(images via vogue)
aha! so in one of, like, the only turns during this season’s australia fashion week in sydney, designer kym ellery, in staging her s/s 2014 ellery presentation, opted not to open the show with model julia nobis (yannow, otherwise known as the one everyone has gone for this time ’round), instead somehow managing to snag general runway/street-style favourite, belgian model hanne gaby odiele to walk in her exhibition (alongside ms. nobis, but of course). and, like, yeahyeahyeah, i know ms. ellery is a favourite here, but i was getting some serious rick owens vibes this time ’round.

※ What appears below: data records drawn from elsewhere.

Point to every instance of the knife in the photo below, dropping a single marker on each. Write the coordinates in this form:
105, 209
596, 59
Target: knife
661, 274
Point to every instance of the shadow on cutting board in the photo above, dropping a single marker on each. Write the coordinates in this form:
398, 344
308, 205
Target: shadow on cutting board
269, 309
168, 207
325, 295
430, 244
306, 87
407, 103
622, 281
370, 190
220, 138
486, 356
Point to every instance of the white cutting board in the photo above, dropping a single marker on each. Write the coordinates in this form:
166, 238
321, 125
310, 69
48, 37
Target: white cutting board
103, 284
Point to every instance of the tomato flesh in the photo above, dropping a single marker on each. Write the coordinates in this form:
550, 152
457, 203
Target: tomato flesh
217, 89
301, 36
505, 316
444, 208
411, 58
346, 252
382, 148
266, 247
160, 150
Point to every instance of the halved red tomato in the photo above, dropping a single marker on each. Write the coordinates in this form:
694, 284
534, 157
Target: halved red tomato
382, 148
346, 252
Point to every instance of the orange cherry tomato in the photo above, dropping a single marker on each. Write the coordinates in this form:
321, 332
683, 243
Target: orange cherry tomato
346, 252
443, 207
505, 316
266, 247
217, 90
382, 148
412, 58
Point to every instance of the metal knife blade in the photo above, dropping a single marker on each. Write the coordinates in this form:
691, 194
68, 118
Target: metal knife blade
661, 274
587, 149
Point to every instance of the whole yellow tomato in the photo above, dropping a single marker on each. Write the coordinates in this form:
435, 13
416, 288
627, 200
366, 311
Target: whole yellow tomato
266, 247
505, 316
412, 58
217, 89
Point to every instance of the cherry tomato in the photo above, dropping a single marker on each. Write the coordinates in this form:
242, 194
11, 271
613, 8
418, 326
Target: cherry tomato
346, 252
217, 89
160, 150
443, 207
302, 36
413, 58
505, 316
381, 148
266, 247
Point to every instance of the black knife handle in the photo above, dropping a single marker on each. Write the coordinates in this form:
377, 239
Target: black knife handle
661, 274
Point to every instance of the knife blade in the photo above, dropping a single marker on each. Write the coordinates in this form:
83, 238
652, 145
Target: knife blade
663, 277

anyway, that’s all a bit troubling to me, because in the short amount of time we’ve known her (see s/s 2011, f/w 2011, s/s 2013), this problem has cropped up before, most recently with last spring, when i called out the ‘too many bloody similarities’ to lanvin and balenciaga. nevertheless, the critics trooped in their appreciation, with marie claire describing the “strong, structured gowns, voluminous tops and chic coats in a mostly monochramtic palette peppered with pops of floral, gold and blue. ‘The Renegade collection was born from contrasting archetypes, bandits, baddies and rebels on one-side, and nuns, missionaries and the devout on the other,’ said the brand. ‘This emerging duality blends light with dark, masculinity with femininity and recklessness with control.'”
elsewhere, as style hunter described how “(m)inimalism met a meticulous eye for detail…with gorgeous floral prints bringing to life flared pants and structured dresses. Splashes of white lace and fur emphasised exaggerated shapes, forecasting dramatic lines and oversized outerwear…Statement shoulders and floor-length eastern-style gowns with metallic floral patterns were standouts on the runway as were neutral shades of spearmint, beige, white and black,” bella sugar detailed all the beauty looks as its sister site fab sugar predictably frolicked along, gasping that “(s)atin waist-tied tops and jackets worn at the hips relaxed what could be an otherwise stitched-up silhouette, injecting the lineup with a glamous dose of grunge.”
then finally, weighing in as ever with a bit more sense, the australian site the vine noted that the “collection was said to be inspired by the seminal film Buffalo 66, but it was hard to recognise the characters of Vincent Gallo and Christina Ricci in the clothing on the runway. Instead, the shoulder seemed to be the designer’s starting point when designing for the body: an accentuated cap sleeve on floor-length gowns in the show’s finale; cartoonish, sculptural shoulders that were almost wing-like on deep V-neck shift dresses; and, as with many of her collections, balloon-shaped long sleeves contrasting bear-legged numbers. From here, Ellery capitalised on the design hallmarks she has become known for – the super-flared pants, the round shapes, the matte jersey and silk, the black, white and bronze palette – but didn’t move them forward in any way.”